L’articolata attività d’indagine, coordinata dalla Direzione Distrettuale Antimafia e condotta dalla Sezione Criminalità Straniera della Squadra Mobile di Ragusa, ha avuto origine dal fermo dell’indagato, eseguito il 15 luglio 2024 dalla Polizia Giudiziaria, per il reato di associazione per delinquere finalizzata al favoreggiamento dell’immigrazione clandestina.

In particolare, una delle vittime di tali condotte delittuose, dopo un lungo periodo di prigionia in Libia, durante il quale avrebbe subito torture disumane e degradanti, sarebbe riuscita a raggiungere l’Italia grazie al pagamento di ingenti somme di denaro da parte dei familiari residenti in Bangladesh. Una volta giunto nel Paese, il soggetto è stato collocato nell’hotspot di Pozzallo, dove avrebbe riconosciuto l’indagato, anch’egli arrivato in Italia in seguito a uno sbarco separato. Sulla base delle indagini – fermo restando il principio di presunzione di innocenza fino a sentenza definitiva – A.A. sarebbe stato uno dei suoi carcerieri e torturatori in Libia.

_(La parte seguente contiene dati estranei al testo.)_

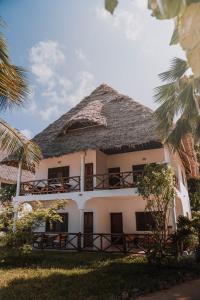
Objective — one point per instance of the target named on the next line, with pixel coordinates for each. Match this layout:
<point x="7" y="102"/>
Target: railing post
<point x="82" y="172"/>
<point x="79" y="241"/>
<point x="19" y="178"/>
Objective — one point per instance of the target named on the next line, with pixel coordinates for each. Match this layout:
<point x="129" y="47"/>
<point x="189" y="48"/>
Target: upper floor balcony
<point x="118" y="180"/>
<point x="109" y="181"/>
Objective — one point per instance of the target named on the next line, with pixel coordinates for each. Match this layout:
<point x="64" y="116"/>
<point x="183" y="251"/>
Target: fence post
<point x="124" y="243"/>
<point x="79" y="241"/>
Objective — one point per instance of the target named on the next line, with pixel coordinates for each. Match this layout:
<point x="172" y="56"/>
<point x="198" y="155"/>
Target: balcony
<point x="73" y="184"/>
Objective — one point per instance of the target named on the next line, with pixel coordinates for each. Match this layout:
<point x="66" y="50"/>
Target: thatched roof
<point x="105" y="120"/>
<point x="111" y="122"/>
<point x="9" y="174"/>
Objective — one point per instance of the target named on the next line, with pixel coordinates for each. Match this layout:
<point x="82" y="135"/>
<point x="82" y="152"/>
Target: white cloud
<point x="85" y="86"/>
<point x="51" y="111"/>
<point x="45" y="57"/>
<point x="48" y="63"/>
<point x="82" y="57"/>
<point x="130" y="23"/>
<point x="27" y="133"/>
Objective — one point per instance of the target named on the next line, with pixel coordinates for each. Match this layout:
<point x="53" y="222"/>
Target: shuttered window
<point x="58" y="172"/>
<point x="144" y="221"/>
<point x="58" y="226"/>
<point x="138" y="171"/>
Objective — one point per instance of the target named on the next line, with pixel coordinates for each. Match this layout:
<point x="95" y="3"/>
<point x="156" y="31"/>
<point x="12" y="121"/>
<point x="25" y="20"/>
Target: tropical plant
<point x="17" y="233"/>
<point x="13" y="92"/>
<point x="187" y="236"/>
<point x="157" y="189"/>
<point x="194" y="194"/>
<point x="179" y="103"/>
<point x="186" y="15"/>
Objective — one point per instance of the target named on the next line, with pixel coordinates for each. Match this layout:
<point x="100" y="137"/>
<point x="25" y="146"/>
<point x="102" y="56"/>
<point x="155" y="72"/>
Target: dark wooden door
<point x="114" y="177"/>
<point x="116" y="227"/>
<point x="88" y="229"/>
<point x="89" y="177"/>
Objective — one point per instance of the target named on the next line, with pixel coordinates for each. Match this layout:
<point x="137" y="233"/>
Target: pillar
<point x="82" y="172"/>
<point x="19" y="178"/>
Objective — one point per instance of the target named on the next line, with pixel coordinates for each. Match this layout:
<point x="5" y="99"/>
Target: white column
<point x="82" y="172"/>
<point x="19" y="178"/>
<point x="81" y="220"/>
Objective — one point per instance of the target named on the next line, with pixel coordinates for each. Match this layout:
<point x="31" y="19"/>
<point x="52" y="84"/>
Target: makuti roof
<point x="105" y="120"/>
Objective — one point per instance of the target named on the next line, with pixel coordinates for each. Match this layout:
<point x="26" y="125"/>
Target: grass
<point x="77" y="276"/>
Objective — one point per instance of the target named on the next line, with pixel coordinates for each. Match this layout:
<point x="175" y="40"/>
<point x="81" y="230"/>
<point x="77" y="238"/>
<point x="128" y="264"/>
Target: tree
<point x="13" y="92"/>
<point x="186" y="15"/>
<point x="187" y="236"/>
<point x="194" y="194"/>
<point x="178" y="99"/>
<point x="180" y="96"/>
<point x="19" y="232"/>
<point x="157" y="189"/>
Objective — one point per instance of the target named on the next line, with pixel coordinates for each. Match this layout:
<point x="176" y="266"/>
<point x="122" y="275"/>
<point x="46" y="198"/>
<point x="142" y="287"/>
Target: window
<point x="58" y="226"/>
<point x="144" y="221"/>
<point x="114" y="177"/>
<point x="58" y="172"/>
<point x="183" y="178"/>
<point x="138" y="171"/>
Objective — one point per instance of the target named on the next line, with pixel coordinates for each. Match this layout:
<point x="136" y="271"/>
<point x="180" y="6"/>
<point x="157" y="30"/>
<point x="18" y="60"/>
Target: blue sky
<point x="69" y="47"/>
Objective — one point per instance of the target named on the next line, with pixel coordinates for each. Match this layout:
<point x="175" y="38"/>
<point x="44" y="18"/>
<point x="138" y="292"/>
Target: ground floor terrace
<point x="112" y="223"/>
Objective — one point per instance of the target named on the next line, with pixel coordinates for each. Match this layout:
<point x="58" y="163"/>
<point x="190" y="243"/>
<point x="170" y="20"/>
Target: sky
<point x="69" y="47"/>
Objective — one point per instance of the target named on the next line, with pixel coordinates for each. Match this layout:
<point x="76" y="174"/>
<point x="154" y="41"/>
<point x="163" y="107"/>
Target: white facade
<point x="102" y="203"/>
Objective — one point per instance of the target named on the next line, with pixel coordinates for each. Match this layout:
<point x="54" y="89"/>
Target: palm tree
<point x="179" y="99"/>
<point x="13" y="92"/>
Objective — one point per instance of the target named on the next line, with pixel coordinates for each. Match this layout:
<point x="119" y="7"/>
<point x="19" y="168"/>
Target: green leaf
<point x="177" y="69"/>
<point x="110" y="5"/>
<point x="166" y="9"/>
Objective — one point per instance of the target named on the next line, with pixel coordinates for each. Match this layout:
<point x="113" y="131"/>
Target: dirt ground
<point x="184" y="291"/>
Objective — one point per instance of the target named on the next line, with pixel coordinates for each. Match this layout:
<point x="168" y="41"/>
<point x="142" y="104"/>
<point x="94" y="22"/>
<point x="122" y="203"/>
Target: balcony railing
<point x="72" y="184"/>
<point x="97" y="242"/>
<point x="51" y="186"/>
<point x="119" y="180"/>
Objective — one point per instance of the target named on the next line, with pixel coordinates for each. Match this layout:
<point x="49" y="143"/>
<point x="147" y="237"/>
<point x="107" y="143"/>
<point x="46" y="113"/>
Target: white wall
<point x="126" y="160"/>
<point x="72" y="160"/>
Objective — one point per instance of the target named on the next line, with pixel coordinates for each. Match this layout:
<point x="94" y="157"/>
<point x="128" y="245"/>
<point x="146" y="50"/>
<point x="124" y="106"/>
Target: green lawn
<point x="77" y="276"/>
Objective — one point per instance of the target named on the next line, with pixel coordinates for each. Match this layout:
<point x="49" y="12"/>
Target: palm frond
<point x="15" y="143"/>
<point x="187" y="99"/>
<point x="183" y="127"/>
<point x="13" y="86"/>
<point x="177" y="69"/>
<point x="165" y="92"/>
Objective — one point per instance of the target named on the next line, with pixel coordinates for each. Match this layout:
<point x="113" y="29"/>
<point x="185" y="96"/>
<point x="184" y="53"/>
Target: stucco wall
<point x="72" y="160"/>
<point x="126" y="160"/>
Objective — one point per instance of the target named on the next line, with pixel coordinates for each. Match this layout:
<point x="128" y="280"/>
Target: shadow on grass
<point x="85" y="276"/>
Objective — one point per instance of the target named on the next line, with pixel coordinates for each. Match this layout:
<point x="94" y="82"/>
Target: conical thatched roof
<point x="105" y="120"/>
<point x="9" y="174"/>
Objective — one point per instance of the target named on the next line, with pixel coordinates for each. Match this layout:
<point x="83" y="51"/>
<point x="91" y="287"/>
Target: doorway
<point x="114" y="178"/>
<point x="89" y="177"/>
<point x="88" y="229"/>
<point x="116" y="227"/>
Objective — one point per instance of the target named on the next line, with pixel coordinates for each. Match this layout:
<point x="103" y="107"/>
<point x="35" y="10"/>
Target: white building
<point x="92" y="156"/>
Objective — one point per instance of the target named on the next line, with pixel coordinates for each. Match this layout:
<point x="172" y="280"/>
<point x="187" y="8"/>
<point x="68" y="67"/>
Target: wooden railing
<point x="51" y="186"/>
<point x="119" y="180"/>
<point x="113" y="181"/>
<point x="98" y="242"/>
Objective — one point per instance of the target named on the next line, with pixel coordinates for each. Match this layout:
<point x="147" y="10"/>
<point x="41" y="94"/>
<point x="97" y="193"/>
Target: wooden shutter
<point x="58" y="172"/>
<point x="144" y="221"/>
<point x="58" y="226"/>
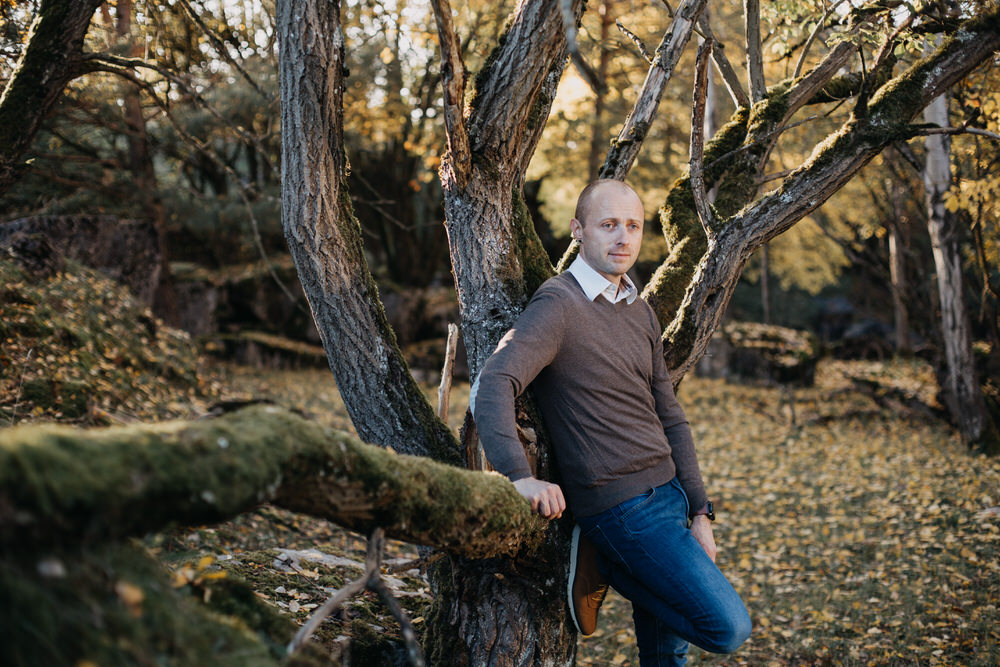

Terrorizzata dall’incontro con il connazionale, e dopo aver ricevuto nuove richieste di denaro, la vittima si è rivolta ai responsabili dell’hotspot per denunciare le violenze subite durante la prigionia in Libia. Le successive indagini, supportate dalle dichiarazioni della vittima (rese agli investigatori e poi confermate in incidente probatorio) e dall’analisi del cellulare sequestrato all’indagato, avrebbero rivelato l’esistenza di una rete criminale con base in Libia e ramificazioni in Bangladesh e Italia. Tale organizzazione sarebbe dedita alla gestione dei flussi migratori dal Bangladesh alla Libia e, infine, all’Italia.

Le indagini avrebbero inoltre delineato il ruolo dell’indagato, che – salvo diversa valutazione in sede dibattimentale – sarebbe stato un uomo di fiducia dei vertici dell’organizzazione, con il compito di sequestrare e torturare le vittime. Avrebbe inoltre intrattenuto rapporti con i familiari dei prigionieri, costringendoli a versare ingenti somme di denaro per ottenere la loro liberazione. In particolare, insieme ad altri complici non ancora identificati, avrebbe mostrato, tramite videochiamate, scene di torture di estrema violenza inflitte ai prigionieri, chiedendo ai loro parenti il pagamento di riscatti in cambio della loro liberazione.

Durante l’attività investigativa, grazie al coinvolgimento dei familiari della vittima in Bangladesh, sono stati acquisiti file audio e video che documenterebbero le torture inflitte, nonché fotografie comprovanti i pagamenti effettuati per il rilascio della vittima e il suo trasferimento in Italia. Al momento della denuncia, sul corpo della persona offesa erano ancora visibili numerose cicatrici, segni indelebili delle sevizie subite.

Considerato che i reati di riduzione in schiavitù, sequestro di persona a scopo di estorsione e tortura sarebbero stati commessi all’estero da un cittadino straniero, il Ministro della Giustizia ha richiesto che si procedesse penalmente in Italia nei confronti dell’indagato. A seguito di tale richiesta e dell’attività investigativa svolta, la Direzione Distrettuale Antimafia della Procura di Catania ha avanzato istanza di applicazione della misura cautelare in carcere, accolta dal Giudice per le Indagini Preliminari.